Materials Science Division
Materials Science Division
August 10, 2020
What do you like about your job?
I love the ever-evolving nature of my work and seemingly endless opportunities. At least once annually, I find myself thinking, “five years ago I would never have imagined I’d be doing this!” I also value the human aspect of work at the Lab. Whether it’s through interactions in my highly multidisciplinary teams, senior research staff with comprehensive practical experience and research perspective, chance meetings in the cafeteria, or post-seminar discussions, I find myself learning something new every single day.
What do your day-to-day work activities include?
My typical workday includes attending meetings and seminars, impromptu science “chats” with colleagues, and paper/proposal writing, in addition to my usual research activities (automating development of machine-learned models, studying materials under extreme conditions through atomistic simulations, guiding experimental design for enhanced enhance understanding of age-related changes in material performance, etc.). I also travel frequently to attend and speak at research conferences.
What is one project you’re really proud to have worked on?

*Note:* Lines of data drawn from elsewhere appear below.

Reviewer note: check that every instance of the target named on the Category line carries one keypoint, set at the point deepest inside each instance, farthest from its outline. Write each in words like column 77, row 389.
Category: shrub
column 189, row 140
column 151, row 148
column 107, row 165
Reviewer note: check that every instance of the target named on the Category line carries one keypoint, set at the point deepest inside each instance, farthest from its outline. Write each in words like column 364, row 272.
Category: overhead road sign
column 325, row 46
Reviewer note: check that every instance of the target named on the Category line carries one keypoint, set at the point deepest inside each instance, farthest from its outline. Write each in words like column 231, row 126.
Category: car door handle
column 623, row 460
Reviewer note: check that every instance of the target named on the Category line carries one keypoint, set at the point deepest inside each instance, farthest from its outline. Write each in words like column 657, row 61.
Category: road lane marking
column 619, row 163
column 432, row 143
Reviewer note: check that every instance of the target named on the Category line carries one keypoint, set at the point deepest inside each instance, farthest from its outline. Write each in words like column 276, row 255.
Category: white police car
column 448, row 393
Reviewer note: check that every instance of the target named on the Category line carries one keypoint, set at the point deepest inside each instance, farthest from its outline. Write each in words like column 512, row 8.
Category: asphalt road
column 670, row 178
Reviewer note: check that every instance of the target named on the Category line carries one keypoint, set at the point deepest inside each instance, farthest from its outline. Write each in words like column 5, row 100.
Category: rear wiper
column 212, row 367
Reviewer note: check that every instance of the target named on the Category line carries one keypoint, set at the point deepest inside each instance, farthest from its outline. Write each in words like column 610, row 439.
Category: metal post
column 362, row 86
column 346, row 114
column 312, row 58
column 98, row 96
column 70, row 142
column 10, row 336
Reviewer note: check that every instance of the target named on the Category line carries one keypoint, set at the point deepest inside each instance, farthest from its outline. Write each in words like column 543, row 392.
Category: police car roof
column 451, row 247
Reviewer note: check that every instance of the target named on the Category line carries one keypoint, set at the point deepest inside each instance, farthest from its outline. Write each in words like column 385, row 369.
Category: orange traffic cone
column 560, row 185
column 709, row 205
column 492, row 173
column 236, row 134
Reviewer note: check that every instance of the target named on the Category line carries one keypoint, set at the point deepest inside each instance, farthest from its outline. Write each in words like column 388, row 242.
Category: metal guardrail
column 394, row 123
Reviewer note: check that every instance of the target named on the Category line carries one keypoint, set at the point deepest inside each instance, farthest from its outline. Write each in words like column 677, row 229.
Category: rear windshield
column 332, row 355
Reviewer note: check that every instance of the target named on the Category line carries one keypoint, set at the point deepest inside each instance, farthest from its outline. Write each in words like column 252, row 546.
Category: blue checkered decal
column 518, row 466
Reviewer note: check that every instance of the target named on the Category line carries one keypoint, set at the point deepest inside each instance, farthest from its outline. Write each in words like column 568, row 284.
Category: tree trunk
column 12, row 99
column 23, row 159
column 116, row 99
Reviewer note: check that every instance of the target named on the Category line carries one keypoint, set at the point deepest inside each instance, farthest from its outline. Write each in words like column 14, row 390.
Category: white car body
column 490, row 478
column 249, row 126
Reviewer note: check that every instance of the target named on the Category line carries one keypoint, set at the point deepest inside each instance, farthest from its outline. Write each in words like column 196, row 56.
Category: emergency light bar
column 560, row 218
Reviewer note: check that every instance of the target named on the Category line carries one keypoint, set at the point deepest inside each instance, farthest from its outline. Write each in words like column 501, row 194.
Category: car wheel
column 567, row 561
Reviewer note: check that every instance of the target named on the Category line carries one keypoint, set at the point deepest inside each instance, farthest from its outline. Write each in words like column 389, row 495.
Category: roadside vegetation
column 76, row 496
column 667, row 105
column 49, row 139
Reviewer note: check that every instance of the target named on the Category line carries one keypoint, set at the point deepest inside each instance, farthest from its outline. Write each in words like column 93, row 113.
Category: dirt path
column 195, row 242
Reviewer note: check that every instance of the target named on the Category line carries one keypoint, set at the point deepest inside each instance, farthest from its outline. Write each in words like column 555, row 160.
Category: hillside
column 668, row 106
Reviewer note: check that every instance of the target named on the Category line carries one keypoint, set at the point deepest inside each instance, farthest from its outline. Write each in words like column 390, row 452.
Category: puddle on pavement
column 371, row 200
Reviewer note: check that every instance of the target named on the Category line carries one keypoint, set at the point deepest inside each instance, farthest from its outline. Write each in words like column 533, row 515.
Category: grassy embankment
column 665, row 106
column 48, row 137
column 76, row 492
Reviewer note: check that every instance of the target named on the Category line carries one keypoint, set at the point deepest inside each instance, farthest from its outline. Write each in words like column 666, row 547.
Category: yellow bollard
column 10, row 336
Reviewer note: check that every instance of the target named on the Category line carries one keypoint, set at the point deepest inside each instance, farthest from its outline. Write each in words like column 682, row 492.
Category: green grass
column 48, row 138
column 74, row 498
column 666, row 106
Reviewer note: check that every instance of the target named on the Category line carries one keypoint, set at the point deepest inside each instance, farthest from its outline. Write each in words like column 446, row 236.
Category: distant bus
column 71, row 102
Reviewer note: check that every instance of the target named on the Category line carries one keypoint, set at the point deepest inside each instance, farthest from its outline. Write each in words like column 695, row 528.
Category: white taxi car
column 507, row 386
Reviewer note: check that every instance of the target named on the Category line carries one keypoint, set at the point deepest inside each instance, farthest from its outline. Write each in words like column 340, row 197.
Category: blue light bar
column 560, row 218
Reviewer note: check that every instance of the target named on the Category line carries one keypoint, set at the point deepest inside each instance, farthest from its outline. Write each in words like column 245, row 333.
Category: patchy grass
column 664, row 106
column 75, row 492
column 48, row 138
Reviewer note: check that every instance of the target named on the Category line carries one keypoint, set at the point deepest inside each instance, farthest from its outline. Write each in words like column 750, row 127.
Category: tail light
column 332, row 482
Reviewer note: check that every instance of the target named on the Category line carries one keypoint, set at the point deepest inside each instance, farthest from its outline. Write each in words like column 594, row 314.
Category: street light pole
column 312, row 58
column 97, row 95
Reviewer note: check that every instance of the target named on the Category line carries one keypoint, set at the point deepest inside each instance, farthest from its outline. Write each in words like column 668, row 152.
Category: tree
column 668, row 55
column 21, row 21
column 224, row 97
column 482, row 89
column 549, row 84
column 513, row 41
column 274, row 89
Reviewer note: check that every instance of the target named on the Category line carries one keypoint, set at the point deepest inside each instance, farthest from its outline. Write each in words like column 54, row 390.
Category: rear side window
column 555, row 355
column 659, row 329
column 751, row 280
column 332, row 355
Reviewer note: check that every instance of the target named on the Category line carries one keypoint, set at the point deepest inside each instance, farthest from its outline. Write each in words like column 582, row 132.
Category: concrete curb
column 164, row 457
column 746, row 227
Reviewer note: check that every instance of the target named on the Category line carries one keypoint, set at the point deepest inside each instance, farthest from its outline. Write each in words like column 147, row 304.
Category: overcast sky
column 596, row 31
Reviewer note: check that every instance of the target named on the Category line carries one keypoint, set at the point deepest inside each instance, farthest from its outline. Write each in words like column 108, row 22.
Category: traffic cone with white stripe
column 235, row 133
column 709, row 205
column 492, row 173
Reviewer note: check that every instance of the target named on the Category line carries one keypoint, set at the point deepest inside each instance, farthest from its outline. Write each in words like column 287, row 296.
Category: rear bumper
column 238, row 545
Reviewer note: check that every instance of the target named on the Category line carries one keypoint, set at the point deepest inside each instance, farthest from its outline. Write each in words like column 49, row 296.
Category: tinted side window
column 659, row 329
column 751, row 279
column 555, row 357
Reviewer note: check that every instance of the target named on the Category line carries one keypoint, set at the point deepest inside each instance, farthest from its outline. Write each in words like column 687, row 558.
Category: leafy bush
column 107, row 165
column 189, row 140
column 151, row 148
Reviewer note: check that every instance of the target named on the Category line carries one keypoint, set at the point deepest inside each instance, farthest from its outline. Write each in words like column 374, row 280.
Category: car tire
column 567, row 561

The Laboratory Directed Research and Development project “Characterizing Carbon Nucleation in Shocked Energetic Materials” was very exciting to work on. This project brought together cutting-edge experiments, simulation, and theory to resolve decades-old questions surrounding formation of nanocarbon from shock-compressed, carbon-rich materials.
My contributions included developing a machine-learned interatomic model, which allowed me to run the first atomistically resolved simulations of condensed-phase reaction-driven phase separation. These large-scale simulations (over one million atoms) have provided microscopic insights into the mechanisms driving shock-induced carbon condensation.
What is your educational or career background?
After obtaining a BS in chemical engineering, I earned a MS and PhD in chemical physics, leveraging statistical mechanics and molecular simulation to elucidate microscopic phenomena governing chemical separation processes. I first came to LLNL as a postdoctoral researcher, where I began studying materials under extreme conditions through atomistic simulations.
What inspired you to go into science?
I fell in love with chemistry after the first class I took in high school, and for as long as I can remember, I have been passionate about building things, fixing things, solving problems, and computers. When I realized there was a career path that could combine those passions (i.e. computational chemistry, which for me involves code development, method development, simulation, and chemistry), there was no looking back.
What advice would you give to a new employee at the Lab?
Talk to everyone, try everything at least once, and don’t be afraid to ask questions!
What do you do in your free time?
In my free time, I enjoy strength training, hiking, playing bass, painting, and struggling to keep my meager herb garden alive. I’m also a member of the Lawrence Livermore Laboratory Women’s Association.